Reflections on a Gaeltacht Summer

Author: Jess Lumsden


Jess Lumsden, a Candidate for Ph.D. in History concentrating in Irish Studies, reflects on her summer spent in the Gaeltacht.

During the past summer the Keough Naughton Institute for Irish studies sponsored a group of Notre Dame undergraduate students and me as we travelled to the Connemara Gaeltacht for a month long Irish language immersion course.
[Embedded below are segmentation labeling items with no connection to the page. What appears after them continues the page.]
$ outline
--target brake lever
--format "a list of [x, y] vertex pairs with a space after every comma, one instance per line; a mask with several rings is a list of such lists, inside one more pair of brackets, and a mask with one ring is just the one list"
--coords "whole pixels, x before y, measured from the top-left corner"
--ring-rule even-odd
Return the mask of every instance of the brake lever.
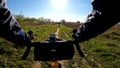
[[31, 47], [32, 47], [31, 40], [34, 39], [34, 36], [33, 36], [33, 32], [32, 32], [32, 31], [28, 31], [27, 34], [28, 34], [29, 37], [30, 37], [30, 43], [28, 43], [27, 48], [26, 48], [26, 51], [24, 52], [23, 56], [21, 57], [22, 60], [25, 60], [25, 59], [27, 58], [27, 56], [29, 55], [29, 52], [30, 52]]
This was my second trip to Ceathrú Rua, a small coastal town just north of Galway, so I already knew that I was going to find: beautiful beaches and scenery, friendly people, some good pubs and a month of continuous language learning both inside and outside the classroom.  But even though I had been to the Gaeltacht before, I realized again this summer just what a unique experience NUI-Galway’s summer language school has to offer.

An Cheathrú Rua is one of the few places in Ireland where Irish and not English is the primary spoken language. From the shops to the pubs to the homes that welcomed students for the summer, Irish is spoken everywhere. And the locals, whether they work at the shop or just meet you in the street, are likely to be as generous and as patient as the course instructors while they listen and respond to the faltering Irish we use.

But more than just the language, I had the chance to experience Irish culture in the Gaeltacht. Lucy Uí Fhátharta, my bean an tí, and her family welcomed us into their home. Every night, she served us gorgeous suppers: Irish stews, fish, curries, homemade brown bread, and, of course, lots of potatoes! Her husband Ciarán, a sports announcer for Raidió na Gaeltachta, and I watched hurling and football matches on television together. The family kept us up to date on the locations of live music sessions that were on in town. And when we learned about the big Gaelic football match between the two local rivals Ceathrú Rua and Leitir Móir, two Notre Dame students organized a group trip to Galway to watch the game. Ceathrú Rua lost in the end, despite their international cheering section, but it was a good craic for everyone.

The time that we had in the Gealtacht flew by. And after an oíche mhór, the big night of music, singing and dancing that concludes the program, it was time to say good-bye. After a month in the Gaeltacht, my Irish had improved more than I could have anticipated. Not only did I add to the vocabulary and grammar knowledge I had acquired at Notre Dame, but I gained confidence in my ability to speak (and be understood!) in Irish during my stay. If you are interested in Irish language and culture, then I encourage you to apply for the summer language program at Ceathrú Rua. It is an experience you won’t find anywhere else and that you will never forget.